O preconceito explícito e arraigado na sociedade aumenta o risco de pessoas negras desenvolverem problemas físicos e mentais. Como podemos curar essa chaga?

O respeitado periódico médico The Lancet publicou um artigo discutindo como o racismo afeta o bem-estar físico e mental da população negra e o classificou como “uma emergência de saúde pública”.

Uma pesquisa do laboratório APM Research Lab mostra que, em terra americana, os negros têm morrido com o coronavírus quase três vezes mais que os brancos. A coisa não é diferente por aqui: pretos têm um risco 62% maior de falecer pelo Sars-CoV-2 em São Paulo, segundo a prefeitura da capital e o Observatório Covid-19. Já os pardos enfrentam uma possibilidade 23% maior. Juntos, os dois grupos compõe o que, de acordo com a classificação de raça/cor do IBGE, são os “negros”, e correspondem a 56% da população brasileira.

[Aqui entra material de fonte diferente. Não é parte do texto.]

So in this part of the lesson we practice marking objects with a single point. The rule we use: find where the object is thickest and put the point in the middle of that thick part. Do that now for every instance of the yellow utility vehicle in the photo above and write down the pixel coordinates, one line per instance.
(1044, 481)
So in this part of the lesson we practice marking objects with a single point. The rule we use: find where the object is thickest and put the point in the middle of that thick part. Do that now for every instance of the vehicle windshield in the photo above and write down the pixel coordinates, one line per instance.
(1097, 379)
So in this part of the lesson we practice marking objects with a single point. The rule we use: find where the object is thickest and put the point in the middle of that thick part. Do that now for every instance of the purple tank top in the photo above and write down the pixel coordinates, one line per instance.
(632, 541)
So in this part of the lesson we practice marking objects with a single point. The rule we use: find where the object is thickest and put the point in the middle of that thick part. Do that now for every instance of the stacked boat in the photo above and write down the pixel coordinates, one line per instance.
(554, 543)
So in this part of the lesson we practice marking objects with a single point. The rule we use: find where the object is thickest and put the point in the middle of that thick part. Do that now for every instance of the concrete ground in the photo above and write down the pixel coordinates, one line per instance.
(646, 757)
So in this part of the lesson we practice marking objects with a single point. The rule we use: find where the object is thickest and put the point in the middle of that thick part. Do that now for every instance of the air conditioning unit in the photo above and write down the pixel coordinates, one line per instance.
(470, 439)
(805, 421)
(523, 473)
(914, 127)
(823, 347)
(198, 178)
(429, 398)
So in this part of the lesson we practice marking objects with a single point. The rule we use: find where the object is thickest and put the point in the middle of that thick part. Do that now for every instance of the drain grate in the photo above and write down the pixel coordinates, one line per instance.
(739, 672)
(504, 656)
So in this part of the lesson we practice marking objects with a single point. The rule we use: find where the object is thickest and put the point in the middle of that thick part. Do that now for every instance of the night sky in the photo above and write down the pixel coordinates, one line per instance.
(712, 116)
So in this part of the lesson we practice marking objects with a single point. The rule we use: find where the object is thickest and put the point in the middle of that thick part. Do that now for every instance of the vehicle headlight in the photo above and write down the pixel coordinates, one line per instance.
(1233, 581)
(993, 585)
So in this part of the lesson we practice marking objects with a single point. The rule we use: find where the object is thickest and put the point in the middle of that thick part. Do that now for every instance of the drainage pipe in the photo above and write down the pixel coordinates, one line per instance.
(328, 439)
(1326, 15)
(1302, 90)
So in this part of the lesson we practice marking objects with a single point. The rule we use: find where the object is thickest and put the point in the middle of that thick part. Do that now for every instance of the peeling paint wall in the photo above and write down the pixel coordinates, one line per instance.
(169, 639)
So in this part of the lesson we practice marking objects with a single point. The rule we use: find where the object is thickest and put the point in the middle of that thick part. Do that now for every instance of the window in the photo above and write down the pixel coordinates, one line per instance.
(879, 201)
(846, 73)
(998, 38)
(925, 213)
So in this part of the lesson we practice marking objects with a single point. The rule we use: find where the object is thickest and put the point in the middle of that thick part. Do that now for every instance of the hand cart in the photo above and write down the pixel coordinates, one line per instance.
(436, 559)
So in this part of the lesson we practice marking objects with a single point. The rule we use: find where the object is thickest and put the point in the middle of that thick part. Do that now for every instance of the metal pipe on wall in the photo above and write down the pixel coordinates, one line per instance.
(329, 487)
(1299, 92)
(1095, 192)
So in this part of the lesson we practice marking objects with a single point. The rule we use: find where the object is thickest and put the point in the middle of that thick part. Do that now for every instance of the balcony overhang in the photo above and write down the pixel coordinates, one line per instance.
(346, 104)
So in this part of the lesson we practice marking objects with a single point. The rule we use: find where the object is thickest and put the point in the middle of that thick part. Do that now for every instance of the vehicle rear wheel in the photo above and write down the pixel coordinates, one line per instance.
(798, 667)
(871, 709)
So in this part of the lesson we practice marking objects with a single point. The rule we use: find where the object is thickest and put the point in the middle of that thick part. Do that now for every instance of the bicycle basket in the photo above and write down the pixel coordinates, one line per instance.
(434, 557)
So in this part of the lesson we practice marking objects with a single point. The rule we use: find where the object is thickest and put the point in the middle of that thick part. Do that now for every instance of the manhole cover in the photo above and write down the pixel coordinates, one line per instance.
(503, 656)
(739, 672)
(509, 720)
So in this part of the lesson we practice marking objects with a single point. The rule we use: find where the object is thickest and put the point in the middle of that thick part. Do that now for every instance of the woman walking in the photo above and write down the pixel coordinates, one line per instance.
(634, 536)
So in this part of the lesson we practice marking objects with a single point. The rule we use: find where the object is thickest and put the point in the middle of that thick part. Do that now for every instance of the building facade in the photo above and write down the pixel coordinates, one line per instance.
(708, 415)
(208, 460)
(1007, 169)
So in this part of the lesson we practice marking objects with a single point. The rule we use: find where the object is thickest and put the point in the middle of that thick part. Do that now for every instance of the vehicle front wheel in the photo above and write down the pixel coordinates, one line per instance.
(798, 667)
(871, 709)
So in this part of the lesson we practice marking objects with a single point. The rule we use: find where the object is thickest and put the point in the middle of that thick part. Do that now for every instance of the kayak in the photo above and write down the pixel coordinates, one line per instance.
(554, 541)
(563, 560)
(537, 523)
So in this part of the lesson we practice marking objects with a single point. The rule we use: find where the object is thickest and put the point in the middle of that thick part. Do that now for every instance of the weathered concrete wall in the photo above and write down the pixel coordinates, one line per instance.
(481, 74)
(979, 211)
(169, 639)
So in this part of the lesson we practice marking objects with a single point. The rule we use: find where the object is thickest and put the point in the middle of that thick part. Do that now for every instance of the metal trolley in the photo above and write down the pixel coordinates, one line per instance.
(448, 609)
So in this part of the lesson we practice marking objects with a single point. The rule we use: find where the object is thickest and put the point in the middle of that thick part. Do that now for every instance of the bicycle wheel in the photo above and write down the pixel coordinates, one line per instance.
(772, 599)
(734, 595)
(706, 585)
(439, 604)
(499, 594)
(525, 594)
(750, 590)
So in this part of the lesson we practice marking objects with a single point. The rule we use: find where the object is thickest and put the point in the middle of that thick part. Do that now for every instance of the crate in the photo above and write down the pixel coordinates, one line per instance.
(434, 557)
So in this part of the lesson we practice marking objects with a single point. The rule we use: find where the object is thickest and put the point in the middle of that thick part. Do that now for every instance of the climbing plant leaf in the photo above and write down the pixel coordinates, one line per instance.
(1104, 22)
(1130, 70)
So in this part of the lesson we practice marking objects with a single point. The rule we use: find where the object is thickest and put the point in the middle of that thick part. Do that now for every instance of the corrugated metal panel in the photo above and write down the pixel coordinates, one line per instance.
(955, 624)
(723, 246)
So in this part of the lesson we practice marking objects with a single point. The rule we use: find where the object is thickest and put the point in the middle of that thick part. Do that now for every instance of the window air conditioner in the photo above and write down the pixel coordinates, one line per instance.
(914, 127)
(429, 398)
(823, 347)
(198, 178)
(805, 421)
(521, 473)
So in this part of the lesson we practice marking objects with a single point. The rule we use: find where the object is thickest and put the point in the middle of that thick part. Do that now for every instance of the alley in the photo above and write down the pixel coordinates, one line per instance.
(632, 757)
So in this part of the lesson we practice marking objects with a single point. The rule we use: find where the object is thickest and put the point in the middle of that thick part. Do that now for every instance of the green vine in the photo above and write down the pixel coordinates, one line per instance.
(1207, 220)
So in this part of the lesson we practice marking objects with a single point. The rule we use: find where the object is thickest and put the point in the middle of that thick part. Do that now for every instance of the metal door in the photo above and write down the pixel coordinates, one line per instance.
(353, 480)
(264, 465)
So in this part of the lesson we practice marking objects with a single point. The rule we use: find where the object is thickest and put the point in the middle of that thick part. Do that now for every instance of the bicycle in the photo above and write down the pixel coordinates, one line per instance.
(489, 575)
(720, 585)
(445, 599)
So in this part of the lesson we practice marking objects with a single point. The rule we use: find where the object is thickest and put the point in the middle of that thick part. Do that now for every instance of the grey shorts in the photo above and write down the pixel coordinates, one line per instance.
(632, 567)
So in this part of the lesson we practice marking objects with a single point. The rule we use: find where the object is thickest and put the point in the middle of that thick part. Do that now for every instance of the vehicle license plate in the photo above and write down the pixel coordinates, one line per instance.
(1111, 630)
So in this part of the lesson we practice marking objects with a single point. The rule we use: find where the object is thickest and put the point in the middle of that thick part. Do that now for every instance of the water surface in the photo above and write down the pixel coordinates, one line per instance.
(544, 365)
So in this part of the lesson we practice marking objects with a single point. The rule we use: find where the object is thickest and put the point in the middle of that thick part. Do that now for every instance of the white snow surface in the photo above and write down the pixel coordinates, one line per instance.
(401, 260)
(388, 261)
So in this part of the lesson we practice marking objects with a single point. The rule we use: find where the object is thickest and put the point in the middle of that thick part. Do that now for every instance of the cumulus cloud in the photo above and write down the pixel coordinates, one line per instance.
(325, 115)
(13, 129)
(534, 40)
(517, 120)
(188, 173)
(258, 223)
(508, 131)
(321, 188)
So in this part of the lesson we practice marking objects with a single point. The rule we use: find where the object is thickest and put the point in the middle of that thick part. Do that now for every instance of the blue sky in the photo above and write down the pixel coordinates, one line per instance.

“Esses dados podem ser explicados pelas condições a que essas pessoas já estão submetidas na sociedade”, interpreta Monique. Ora, não adianta pedir a alguém que não tem acesso a água encanada que lave as mãos com frequência nem que fique em casa quando exerce um trabalho informal — situações mais comuns entre os negros no país.

Os reflexos do preconceito na saúde

A discriminação em si pesa bastante no acesso a uma saúde de qualidade e reverbera até nas células do organismo. Sabemos que, por razões genéticas e ambientais, negros têm maior propensão a hipertensão, diabetes tipo 2 e anemia falciforme, por exemplo, mas o DNA sozinho não justifica por que eles sofrem mais com os impactos dessas doenças

Tamanho preconceito mexe literalmente com o corpo. Um estudo da Universidade do Sul da Califórnia, nos EUA, indica que vítimas de preconceito racial tendem a ficar com o organismo mais inflamado, o que predispõe a uma série de doenças crônicas. A inflamação é provocada por uma resposta exacerbada a situações estressantes recorrentes, caso do racismo.

Enfrentar o racismo e seus efeitos na saúde pública depende de que toda a sociedade reconheça que ele existe, se informe, converse a respeito e busque soluções. De acordo com o professor Campos, dicussões e saídas para a questão da raça não podem ficar restritas à população negra. A transformação no sistema convoca todo mundo a rever ideias, condutas e comportamentos.